That the largest-ever study of glucose control in U.S. hospitals found roughly 1 in 3 patients are hyperglycemic (<180 mg/dL) during their hospital stay is no surprise to hospitalist Cheryl O’Malley, MD, FACP, program director of internal medicine at the Banner Good Samaritan Medical Center, Phoenix.
The data (PDF), based on point-of-care bedside glucose tests at 575 hospitals, showed hyperglycemia in 32.2% of ICU patients and 32% in non-ICU patients. Dr. O’Malley says the findings are further evidence that HM leaders have a duty to focus on glycemic control because so many of their patients are hyperglycemic.
Dr. O’Malley does her part as a mentor for SHM’s Glycemic Control Mentored Initiative (GCMI) program, which recently expanded to a second cohort of 96 sites.

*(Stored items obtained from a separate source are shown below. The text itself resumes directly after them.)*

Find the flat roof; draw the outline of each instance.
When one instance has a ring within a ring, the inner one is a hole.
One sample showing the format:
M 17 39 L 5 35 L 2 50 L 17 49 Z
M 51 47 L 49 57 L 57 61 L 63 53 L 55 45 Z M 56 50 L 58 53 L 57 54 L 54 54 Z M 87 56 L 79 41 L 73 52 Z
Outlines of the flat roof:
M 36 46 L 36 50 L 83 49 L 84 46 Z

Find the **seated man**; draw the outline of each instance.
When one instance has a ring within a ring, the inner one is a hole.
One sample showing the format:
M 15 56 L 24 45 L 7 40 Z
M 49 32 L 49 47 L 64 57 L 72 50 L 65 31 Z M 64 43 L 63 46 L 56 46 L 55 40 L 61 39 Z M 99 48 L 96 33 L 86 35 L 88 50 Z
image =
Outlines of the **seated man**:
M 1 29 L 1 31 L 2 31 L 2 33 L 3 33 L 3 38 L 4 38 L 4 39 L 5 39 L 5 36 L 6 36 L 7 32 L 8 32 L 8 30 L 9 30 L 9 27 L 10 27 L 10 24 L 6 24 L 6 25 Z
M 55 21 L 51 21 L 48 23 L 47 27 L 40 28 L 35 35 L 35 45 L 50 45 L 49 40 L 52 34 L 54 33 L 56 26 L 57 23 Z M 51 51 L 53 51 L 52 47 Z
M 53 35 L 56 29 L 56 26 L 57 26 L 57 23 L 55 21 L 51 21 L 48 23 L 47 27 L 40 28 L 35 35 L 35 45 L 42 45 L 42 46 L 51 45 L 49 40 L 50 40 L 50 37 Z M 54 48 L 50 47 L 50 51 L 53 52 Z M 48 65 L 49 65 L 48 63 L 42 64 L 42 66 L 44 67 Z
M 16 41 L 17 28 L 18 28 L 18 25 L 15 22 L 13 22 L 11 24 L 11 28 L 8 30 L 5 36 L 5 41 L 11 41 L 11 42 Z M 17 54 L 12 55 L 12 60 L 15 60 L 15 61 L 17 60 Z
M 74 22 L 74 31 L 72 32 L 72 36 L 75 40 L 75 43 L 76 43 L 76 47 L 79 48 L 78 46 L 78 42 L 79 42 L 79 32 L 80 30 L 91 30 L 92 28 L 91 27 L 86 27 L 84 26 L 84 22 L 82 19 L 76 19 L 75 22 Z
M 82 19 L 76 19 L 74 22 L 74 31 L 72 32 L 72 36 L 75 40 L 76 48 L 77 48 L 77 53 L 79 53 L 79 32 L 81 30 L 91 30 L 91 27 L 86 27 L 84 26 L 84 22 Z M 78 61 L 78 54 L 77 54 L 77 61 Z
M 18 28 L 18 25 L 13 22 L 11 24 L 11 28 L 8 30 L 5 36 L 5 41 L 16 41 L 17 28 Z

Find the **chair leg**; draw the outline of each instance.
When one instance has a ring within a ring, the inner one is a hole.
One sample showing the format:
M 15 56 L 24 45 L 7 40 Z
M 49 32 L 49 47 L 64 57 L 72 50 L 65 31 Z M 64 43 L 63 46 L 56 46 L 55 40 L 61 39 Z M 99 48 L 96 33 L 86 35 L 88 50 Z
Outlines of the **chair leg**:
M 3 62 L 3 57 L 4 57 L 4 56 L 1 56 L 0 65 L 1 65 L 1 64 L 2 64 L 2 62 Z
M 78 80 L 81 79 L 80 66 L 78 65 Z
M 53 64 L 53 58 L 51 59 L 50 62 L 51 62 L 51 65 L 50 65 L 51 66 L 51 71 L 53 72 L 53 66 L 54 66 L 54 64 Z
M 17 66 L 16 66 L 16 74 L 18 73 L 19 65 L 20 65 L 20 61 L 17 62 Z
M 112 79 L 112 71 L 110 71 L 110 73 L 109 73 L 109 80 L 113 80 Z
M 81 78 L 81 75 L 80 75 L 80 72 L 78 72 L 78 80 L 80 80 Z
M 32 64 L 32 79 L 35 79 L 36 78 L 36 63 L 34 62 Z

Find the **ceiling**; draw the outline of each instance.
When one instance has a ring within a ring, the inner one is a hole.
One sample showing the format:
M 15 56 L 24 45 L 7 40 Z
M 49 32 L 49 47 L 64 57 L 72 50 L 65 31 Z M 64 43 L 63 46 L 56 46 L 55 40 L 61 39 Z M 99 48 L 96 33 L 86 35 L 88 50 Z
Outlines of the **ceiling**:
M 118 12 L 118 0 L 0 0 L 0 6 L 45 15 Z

The mentoring program has branched out to include nurses, physician assistants, and even two leading endocrinologists as mentors: Emory University School of Medicine’s Guillermo Umpierrez, MD, FACP, FACE, and HealthPartners’ John MacIndoe, MD.
SHM also has launched a microsite, dubbed eQUIPS (Electronic Quality Improvement Programs), which gives HM groups not involved in the mentoring program access to data analysis, benchmarking tools, and other services.
Kendall M. Rogers, MD, CPE, FACP, SFHM, associate professor of medicine and hospital medicine division chief at the University of New Mexico Health Sciences Center’s Department of Internal Medicine, says SHM has always wanted to broaden the program to as many hospitals and physicians as possible to battle glycemic-control issues. And bringing in nationally respected endocrinologists as mentors furthers the goal to build “teams of experts within local hospitals.”
“Hospitalists, endocrinologists, and other specialists have to work together,” Dr. O’Malley adds. “The volume of work is just too much for any one group to bear.”